Cuti Melahirkan Wali Kota Yawata Memicu Debat, Gaji Penuh Dipertanyakan

Author: Redaksi Android62

Keputusan Wali Kota Yawata Shoko Kawata mengambil cuti melahirkan membuka perdebatan tentang hak pejabat publik untuk berkeluarga. Perhatian terutama tertuju pada pertanyaan apakah wali kota tetap layak menerima gaji penuh saat tidak menjalankan tugas sementara.

Kawata disebut sebagai wali kota pertama di Jepang yang mengambil cuti melahirkan ketika masih menjabat. Kondisi itu menyoroti belum siapnya aturan kerja pemerintahan daerah dalam mengakomodasi kehamilan pemimpin perempuan.

Hak Cuti Berhadapan dengan Persoalan Penghasilan

Sejumlah warga mendukung hak Kawata untuk beristirahat menjelang dan setelah persalinan. Namun, perdebatan muncul karena sebagian pihak mempertanyakan pembayaran 100 persen bagi pejabat yang sedang cuti.

Chie Fujita, seorang ibu rumah tangga, menyatakan bahwa Kawata seharusnya dapat mengambil cuti sebagai bagian dari hak perempuan. Meski demikian, Fujita menolak apabila gaji penuh tetap dibayarkan sepanjang masa cuti.

Persoalan tersebut menjadi lebih kompleks karena ketentuan cuti untuk pekerja dan pejabat tidak sepenuhnya sama. Aturan yang berlaku bagi wali kota juga belum diatur secara khusus oleh Kota Yawata.

Kelompok Durasi Cuti Ketentuan Pembayaran
Pekerja swasta di Yawata 16 pekan Tidak dirinci
Perempuan di Jepang secara hukum Sekitar 14 pekan Sekitar dua pertiga upah dan bonus melahirkan
Sejumlah pekerja pemerintah Tidak dirinci Dilaporkan lebih baik dari ketentuan umum

Belum Ada Aturan Khusus untuk Wali Kota

Yawata memiliki ketentuan cuti melahirkan selama 16 pekan bagi pekerja swasta. Namun, kota tersebut belum mempunyai protokol yang secara khusus mengatur mekanisme cuti bagi seorang wali kota.
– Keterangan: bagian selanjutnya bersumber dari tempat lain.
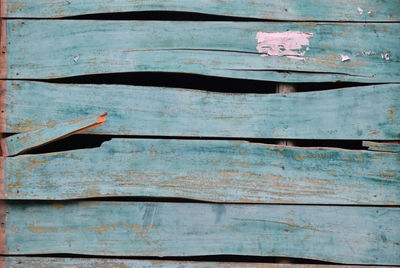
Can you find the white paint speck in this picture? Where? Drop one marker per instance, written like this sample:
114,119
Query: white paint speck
277,44
344,58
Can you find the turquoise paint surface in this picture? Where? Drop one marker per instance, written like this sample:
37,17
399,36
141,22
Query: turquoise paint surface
39,49
219,171
45,262
339,10
369,113
57,130
357,235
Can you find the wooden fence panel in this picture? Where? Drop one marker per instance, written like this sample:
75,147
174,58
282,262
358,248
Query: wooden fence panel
363,113
290,52
217,171
305,10
364,235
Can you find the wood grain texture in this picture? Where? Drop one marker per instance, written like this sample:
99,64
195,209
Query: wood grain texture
45,262
357,235
305,10
219,171
41,49
382,146
370,113
54,131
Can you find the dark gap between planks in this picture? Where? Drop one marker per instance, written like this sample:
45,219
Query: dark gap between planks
207,258
194,81
160,199
161,15
89,141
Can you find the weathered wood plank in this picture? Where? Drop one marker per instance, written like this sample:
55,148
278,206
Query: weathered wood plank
289,52
56,130
221,171
45,262
382,146
369,113
357,235
342,10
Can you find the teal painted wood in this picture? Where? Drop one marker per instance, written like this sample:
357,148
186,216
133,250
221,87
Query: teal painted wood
54,131
370,112
382,146
357,235
218,171
61,48
261,9
45,262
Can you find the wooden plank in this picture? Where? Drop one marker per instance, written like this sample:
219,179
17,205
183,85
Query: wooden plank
46,262
382,146
22,142
344,234
219,171
369,113
289,52
306,10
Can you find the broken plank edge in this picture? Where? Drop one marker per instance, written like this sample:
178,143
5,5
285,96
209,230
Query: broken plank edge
48,262
26,141
386,146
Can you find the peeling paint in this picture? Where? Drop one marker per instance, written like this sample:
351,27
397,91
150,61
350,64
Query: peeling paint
277,44
344,58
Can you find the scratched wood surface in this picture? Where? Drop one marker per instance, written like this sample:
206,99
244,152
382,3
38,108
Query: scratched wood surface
22,142
370,112
274,51
221,171
305,10
45,262
344,234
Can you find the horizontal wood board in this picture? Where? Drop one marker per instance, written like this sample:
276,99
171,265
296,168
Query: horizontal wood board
43,49
356,235
370,113
45,262
216,171
25,141
339,10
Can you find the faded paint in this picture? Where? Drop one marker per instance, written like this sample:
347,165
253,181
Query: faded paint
277,44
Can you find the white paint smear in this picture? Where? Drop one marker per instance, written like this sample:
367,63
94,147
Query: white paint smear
290,43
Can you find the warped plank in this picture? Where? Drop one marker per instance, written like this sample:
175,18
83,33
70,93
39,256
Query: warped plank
57,130
45,262
298,52
382,146
306,10
219,171
356,235
369,113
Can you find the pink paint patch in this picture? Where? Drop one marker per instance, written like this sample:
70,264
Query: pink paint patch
290,43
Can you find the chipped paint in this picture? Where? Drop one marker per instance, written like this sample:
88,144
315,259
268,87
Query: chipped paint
277,44
344,58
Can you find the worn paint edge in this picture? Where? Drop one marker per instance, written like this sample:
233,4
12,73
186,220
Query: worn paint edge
49,262
3,222
17,144
387,146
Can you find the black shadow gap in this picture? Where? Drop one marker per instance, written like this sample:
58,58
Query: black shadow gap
204,258
194,81
90,141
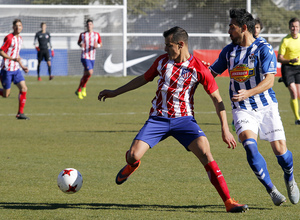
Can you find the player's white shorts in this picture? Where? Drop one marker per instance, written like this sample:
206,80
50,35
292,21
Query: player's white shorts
265,122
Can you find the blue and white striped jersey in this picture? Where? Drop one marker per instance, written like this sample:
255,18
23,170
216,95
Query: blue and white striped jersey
247,67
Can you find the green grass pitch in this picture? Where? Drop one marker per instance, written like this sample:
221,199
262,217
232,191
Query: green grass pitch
93,137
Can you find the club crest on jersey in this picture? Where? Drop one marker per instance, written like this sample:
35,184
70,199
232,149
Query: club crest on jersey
185,73
241,73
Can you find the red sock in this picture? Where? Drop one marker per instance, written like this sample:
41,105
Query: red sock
22,101
216,178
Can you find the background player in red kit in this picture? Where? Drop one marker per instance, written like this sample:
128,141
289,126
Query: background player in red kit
172,112
10,67
88,41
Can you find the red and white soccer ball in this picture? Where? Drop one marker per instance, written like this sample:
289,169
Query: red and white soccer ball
69,180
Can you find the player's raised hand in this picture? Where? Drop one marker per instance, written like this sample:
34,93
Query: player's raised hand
106,94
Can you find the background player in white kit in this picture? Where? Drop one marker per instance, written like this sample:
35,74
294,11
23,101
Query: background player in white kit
252,64
88,41
172,112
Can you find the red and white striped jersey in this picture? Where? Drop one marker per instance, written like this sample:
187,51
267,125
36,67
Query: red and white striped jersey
11,46
91,40
177,84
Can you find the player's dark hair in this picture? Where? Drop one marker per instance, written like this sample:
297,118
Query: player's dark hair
243,17
293,20
89,20
16,21
258,21
178,34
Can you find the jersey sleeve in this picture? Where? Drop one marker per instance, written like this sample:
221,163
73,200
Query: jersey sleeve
152,72
6,42
268,59
35,42
79,39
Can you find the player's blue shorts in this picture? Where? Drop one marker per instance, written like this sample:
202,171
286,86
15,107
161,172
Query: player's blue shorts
88,64
184,129
7,77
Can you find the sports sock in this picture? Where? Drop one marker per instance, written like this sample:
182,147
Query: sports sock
295,108
22,101
86,79
131,164
49,70
257,163
286,162
218,181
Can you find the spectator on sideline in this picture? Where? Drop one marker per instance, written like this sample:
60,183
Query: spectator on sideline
10,67
288,56
252,66
88,41
172,113
42,42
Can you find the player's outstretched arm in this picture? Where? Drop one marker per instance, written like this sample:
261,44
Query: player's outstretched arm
22,66
3,54
220,109
133,84
264,85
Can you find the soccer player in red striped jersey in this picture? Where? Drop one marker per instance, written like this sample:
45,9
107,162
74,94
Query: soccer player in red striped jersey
10,67
172,112
88,41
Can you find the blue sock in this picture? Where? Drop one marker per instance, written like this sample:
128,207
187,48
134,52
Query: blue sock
286,162
257,163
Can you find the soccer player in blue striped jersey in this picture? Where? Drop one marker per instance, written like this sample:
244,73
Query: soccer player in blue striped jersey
252,66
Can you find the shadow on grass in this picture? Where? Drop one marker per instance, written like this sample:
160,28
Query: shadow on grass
106,131
115,206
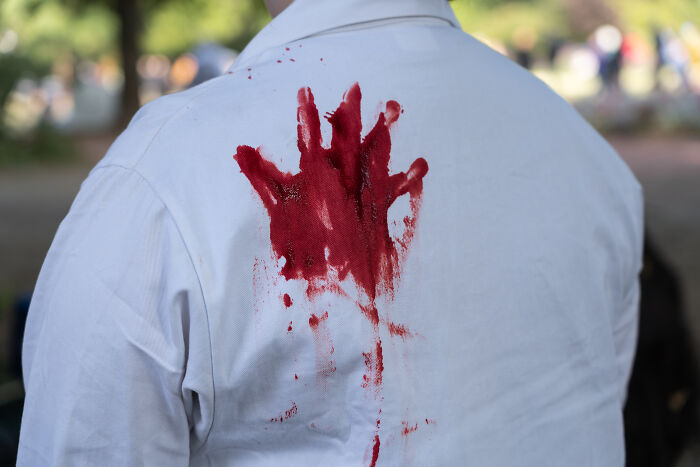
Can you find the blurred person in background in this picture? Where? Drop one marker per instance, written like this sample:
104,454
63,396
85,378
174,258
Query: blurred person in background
373,241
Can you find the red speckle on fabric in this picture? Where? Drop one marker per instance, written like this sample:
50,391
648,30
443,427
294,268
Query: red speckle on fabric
408,429
399,330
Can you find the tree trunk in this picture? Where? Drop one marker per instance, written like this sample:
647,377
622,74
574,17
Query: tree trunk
129,36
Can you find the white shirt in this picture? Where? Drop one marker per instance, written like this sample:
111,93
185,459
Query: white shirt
210,300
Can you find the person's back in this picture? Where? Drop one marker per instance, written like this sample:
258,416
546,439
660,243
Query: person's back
374,242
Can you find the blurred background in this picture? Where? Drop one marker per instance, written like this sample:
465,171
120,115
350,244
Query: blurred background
73,72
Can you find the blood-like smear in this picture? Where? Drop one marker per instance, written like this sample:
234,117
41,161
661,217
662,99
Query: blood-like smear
333,212
329,221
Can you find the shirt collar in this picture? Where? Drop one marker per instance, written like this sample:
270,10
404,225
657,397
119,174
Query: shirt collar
304,18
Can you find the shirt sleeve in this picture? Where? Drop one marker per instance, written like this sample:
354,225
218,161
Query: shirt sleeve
116,352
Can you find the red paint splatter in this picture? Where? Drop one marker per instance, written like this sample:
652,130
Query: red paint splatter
329,220
399,330
287,414
408,429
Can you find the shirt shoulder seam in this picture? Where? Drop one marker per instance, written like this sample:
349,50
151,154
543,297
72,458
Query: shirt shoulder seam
194,269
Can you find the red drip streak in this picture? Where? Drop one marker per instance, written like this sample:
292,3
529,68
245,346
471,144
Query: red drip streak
375,451
324,346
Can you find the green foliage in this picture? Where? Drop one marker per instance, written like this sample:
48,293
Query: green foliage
498,19
42,146
50,28
177,25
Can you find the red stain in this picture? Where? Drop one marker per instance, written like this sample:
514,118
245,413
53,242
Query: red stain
287,414
408,429
399,330
329,220
325,365
333,212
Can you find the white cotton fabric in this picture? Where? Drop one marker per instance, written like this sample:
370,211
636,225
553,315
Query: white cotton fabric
153,340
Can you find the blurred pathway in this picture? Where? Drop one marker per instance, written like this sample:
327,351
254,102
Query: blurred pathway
669,171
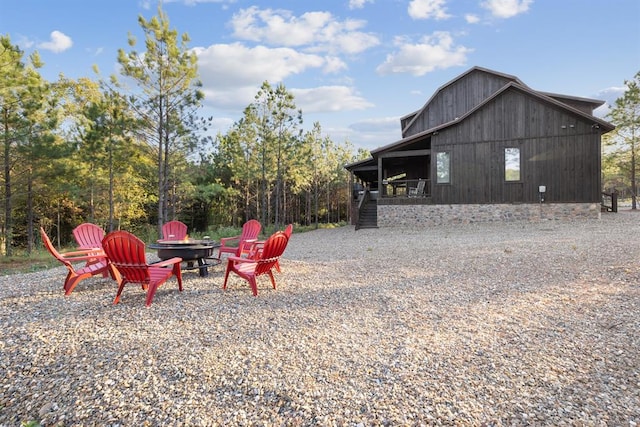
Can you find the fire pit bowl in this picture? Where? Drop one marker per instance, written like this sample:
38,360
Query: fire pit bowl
189,250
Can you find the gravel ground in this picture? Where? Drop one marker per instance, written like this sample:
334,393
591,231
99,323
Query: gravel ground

Situasi itu membuat Kawata perlu menyusun pengaturannya sendiri. Kasus ini kemudian menjadi ujian bagi tata kelola jabatan publik ketika kebutuhan biologis dan tanggung jawab pemerintahan berlangsung bersamaan.

Menurut laporan Reuters yang dikutip CNN Indonesia, Kawata mengaku terkejut mengetahui dirinya menjadi wali kota pertama yang menjalani cuti melahirkan. “Saya sendiri sangat terkejut mengetahui saya adalah wali kota pertama [yang mengambil cuti melahirkan],” katanya.

Minimnya Perempuan di Jabatan Puncak

Kawata menilai pengalaman tersebut memperlihatkan masih terbatasnya perempuan, termasuk perempuan muda, yang menjabat sebagai wali kota di Jepang. Ia melihat persoalan cuti melahirkan tidak dapat dipisahkan dari akses perempuan terhadap peran kepemimpinan.

“Ini membuat saya menyadari bahwa sampai sekarang memang belum banyak perempuan muda, atau perempuan pada umumnya, yang menjadi wali kota,” ujar Kawata. Pernyataan itu mengarahkan perhatian pada pola kerja yang selama ini belum sepenuhnya memberi ruang bagi pemimpin perempuan untuk memiliki anak.

Kawata mendorong penerapan nyata reformasi gaya kerja dan kesetaraan gender, termasuk di lingkungan kepemimpinan. Menurutnya, masyarakat perlu dibangun agar orang dari berbagai profesi tidak ragu memiliki anak.

Ia juga mengaitkan perubahan tersebut dengan penurunan angka kelahiran serta risiko bagi ekonomi Jepang. Kawata menilai penurunan populasi yang berlanjut dan kemerosotan ekonomi sulit dihindari apabila kondisi itu tidak berubah.

Sebelum memulai cuti, Kawata masih menjalankan tugas publik dalam prosesi jalanan menjelang festival Taiko di Yawata. Saat hamil besar, ia berjalan di belakang mikoshi, kuil Shinto portabel, alih-alih menaikinya sesuai tradisi.